Nessie Airflow Provider¶
Documentation: https://projectnessie.github.io/nessie_provider
Source Code: https://github.com/projectnessie/nessie_provider
Usage¶
To use in airflow install via pip pip install airflow-provider-nessie
. See Nessie Documentation for
instructions on starting and using a Nessie server.
Operators and Hooks¶
To interact with Nessie from an airflow DAG you have the following options:
- Nessie Hook: register as a connection w/ Airflow and store your Nessie url and credentials
- Create reference operator: Create a Branch or Tag as part of an airflow DAG
- Delete reference operator: Delete a Branch or Tag as part of an airflow DAG
- Commit operator: commit objects to the Nessie database on a given branch
- Merge operator: merge one branch into another
These can be seen in action by looking at the Example DAGs.
The basic_nessie.py
DAG shows each operator in action and the spark_nessie_iceberg.py
DAG shows a more complicated example of performing an iceberg
transaction in Nessie from the Spark operator.
Development¶
Setup environement¶
You should have Pipenv installed.
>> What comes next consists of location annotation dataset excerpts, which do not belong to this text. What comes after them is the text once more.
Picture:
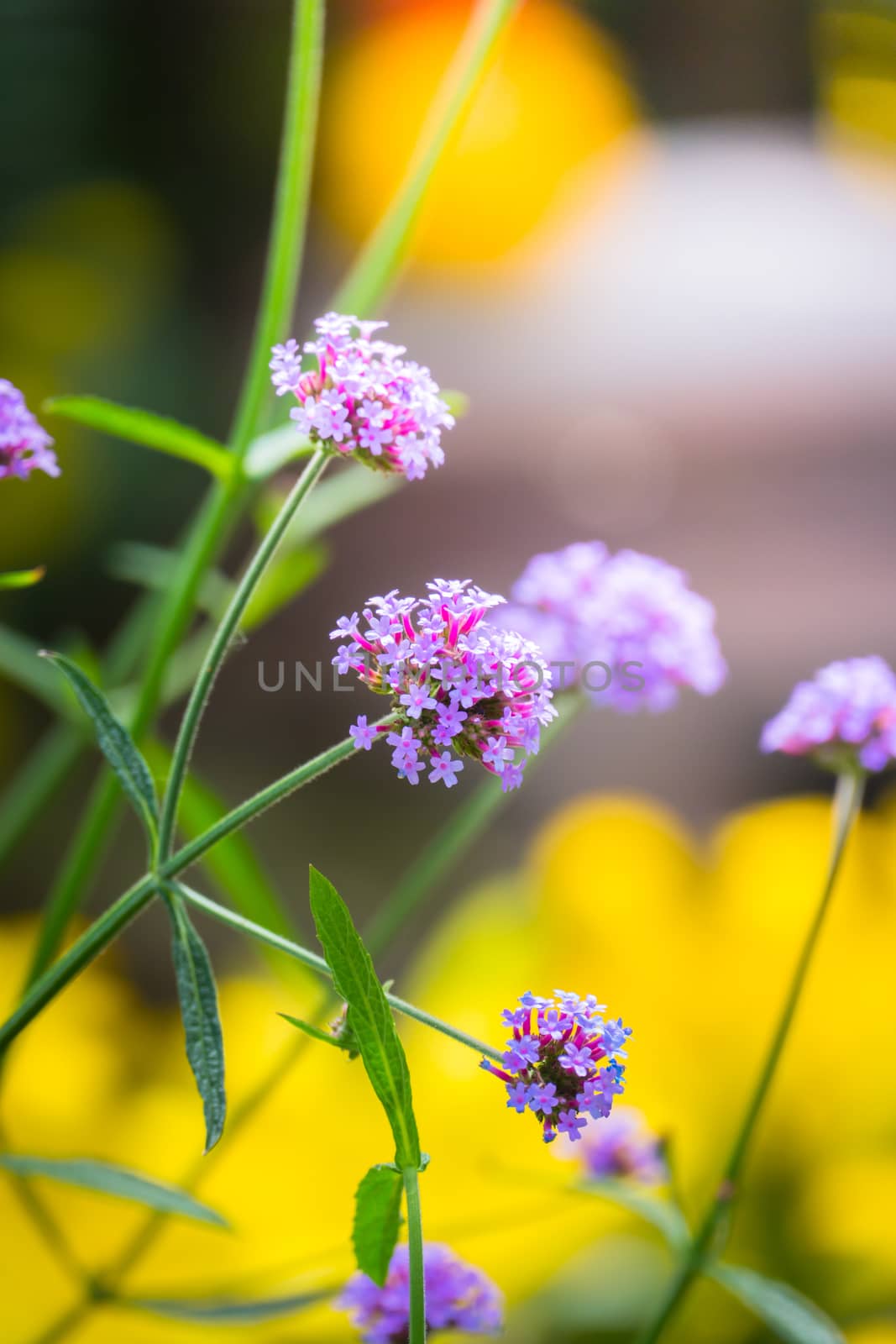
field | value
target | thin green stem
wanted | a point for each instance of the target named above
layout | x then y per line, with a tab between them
380	260
318	965
417	1323
846	806
128	906
221	643
454	839
289	223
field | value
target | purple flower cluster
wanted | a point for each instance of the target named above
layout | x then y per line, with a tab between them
24	445
624	1147
458	683
458	1297
846	714
562	1062
364	396
627	624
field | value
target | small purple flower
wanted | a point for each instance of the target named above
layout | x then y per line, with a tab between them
543	1099
363	736
416	701
559	1061
517	1097
363	396
24	445
626	627
459	685
458	1297
570	1122
844	717
616	1038
577	1059
445	769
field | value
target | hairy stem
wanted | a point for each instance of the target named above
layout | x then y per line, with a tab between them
846	806
416	1256
221	643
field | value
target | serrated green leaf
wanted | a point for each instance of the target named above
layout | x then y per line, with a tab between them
197	996
114	743
228	1312
120	1182
369	1018
660	1213
785	1310
378	1216
22	578
139	427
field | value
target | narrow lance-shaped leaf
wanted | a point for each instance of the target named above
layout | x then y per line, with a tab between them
22	578
378	1216
234	864
230	1312
114	743
197	998
107	1179
785	1310
318	1034
139	427
369	1018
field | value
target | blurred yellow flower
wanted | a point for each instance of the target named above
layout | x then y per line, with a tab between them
692	948
553	98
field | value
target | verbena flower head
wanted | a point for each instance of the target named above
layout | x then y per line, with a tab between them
24	445
461	687
622	1147
458	1297
626	625
562	1062
364	396
846	716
Then, you can install the dependencies with:
pipenv install --dev
After that, activate the virtual environment:
pipenv shell
Run unit tests¶
You can run all the tests with:
make test
Alternatively, you can run pytest
yourself:
pytest
Format the code¶
Execute the following command to apply isort
and black
formatting:
make format
License¶
This project is licensed under the terms of the Apache Software License 2.0.